Site Reliability Engineer (Mid/Senior)
Razer
Job Summary
Razer is seeking a Site Reliability Engineer (SRE) to join their AI Software team. This role focuses on ensuring the reliability, performance, scalability, and operational excellence of AI products, model-serving infrastructure, and backend API systems. The SRE will collaborate with software and AI teams to automate operations, enhance observability, and streamline deployments in a cloud-scale environment, building resilient systems and supporting AI workloads in production.
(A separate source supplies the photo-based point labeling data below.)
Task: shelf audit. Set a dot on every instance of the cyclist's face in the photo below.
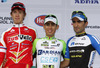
(18, 16)
(50, 28)
(79, 26)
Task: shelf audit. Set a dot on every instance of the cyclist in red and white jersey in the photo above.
(16, 42)
(49, 49)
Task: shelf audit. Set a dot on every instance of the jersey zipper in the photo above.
(18, 43)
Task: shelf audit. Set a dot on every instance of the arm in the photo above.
(64, 63)
(95, 43)
(2, 49)
(2, 55)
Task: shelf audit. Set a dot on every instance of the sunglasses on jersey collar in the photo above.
(50, 16)
(19, 5)
(78, 12)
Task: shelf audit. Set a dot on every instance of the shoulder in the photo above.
(7, 31)
(71, 38)
(91, 36)
(31, 28)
Razer offers a global mission to revolutionize gaming and a unique, gamer-centric work experience for accelerated personal and professional growth.
Must Have
- 4+ years of experience in SRE, DevOps, infrastructure engineering, or cloud operations
- Experience operating production services with significant availability or scaling demands
- Strong knowledge of Web Technologies such as HTTP, REST, SSL, Load Balancers, Web Proxies (NGINX)
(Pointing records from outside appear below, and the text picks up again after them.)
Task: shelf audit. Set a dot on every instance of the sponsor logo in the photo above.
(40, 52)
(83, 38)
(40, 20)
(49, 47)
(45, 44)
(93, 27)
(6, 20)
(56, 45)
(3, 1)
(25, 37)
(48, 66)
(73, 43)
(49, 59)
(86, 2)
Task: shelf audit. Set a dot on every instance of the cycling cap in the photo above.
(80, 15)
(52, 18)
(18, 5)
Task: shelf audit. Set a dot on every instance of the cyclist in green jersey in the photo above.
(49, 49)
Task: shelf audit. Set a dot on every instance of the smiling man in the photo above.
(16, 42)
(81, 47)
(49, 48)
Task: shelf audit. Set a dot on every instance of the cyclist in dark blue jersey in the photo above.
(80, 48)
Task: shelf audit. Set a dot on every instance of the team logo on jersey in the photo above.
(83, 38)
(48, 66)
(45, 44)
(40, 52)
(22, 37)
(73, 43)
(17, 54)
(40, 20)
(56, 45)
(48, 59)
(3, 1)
- Comfortable with Linux and Docker administration
- Basic knowledge in AWS, CI/CD (Jenkins), IaC (Terraform), Container Orchestration (AWS ECS or K8s), Version Control (Git), Database (mySQL, noSQL)
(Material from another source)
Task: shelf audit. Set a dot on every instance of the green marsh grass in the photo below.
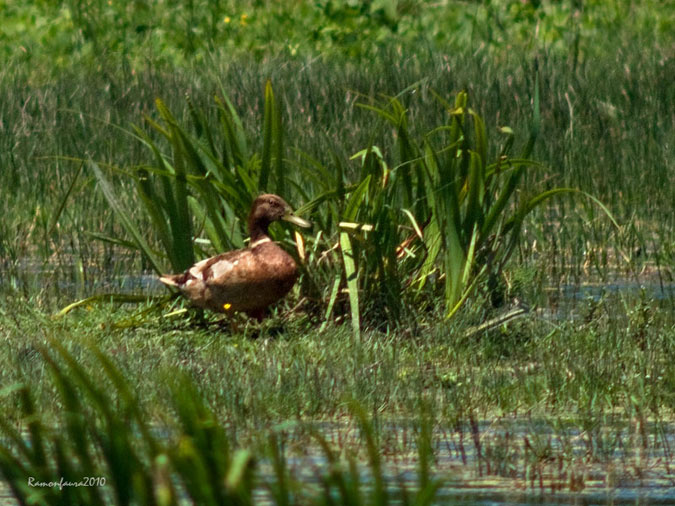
(604, 385)
(600, 374)
(66, 118)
- Strong ability to code and script (preferably Bash scripting and Python)
- Ability to use or quickly pick up a wide variety of open source technologies and automation tools
- Understanding of GPU-based workloads and resource scheduling
- Familiarity with vector databases, embeddings, and inference pipeline
- Comfort with frequent, incremental code testing and deployment
- Good analytical skills to debug deployment problems without developer help
- Deep hands-on technical expertise and problem-solving skills
- Ability to work in a collaborative, technically challenging environment with rapidly changing requirements
- Bachelor’s or Master’s degree in computer science, AI or similar discipline
Perks & Benefits
- Opportunity to make a global impact
- Work across a global team located across 5 continents
- Unique, gamer-centric #LifeAtRazer experience
- Accelerated personal and professional growth
- Certified as a Great Place to Work® in United States and Singapore
Job Description
Job Responsibilities :
We are looking for Site Reliability Engineers (SRE) to join our AI Software team. In this role, you will ensure the reliability, performance, scalability, and operational excellence of AI products, model-serving infrastructure, and backend API systems. You’ll work closely with software engineers, AI teams and release teams to automate operations, enhance observability, and streamline deployments in a cloud-scale environment. This role is ideal for someone who enjoys building resilient systems, solving complex infrastructure problems, and supporting AI workloads in production.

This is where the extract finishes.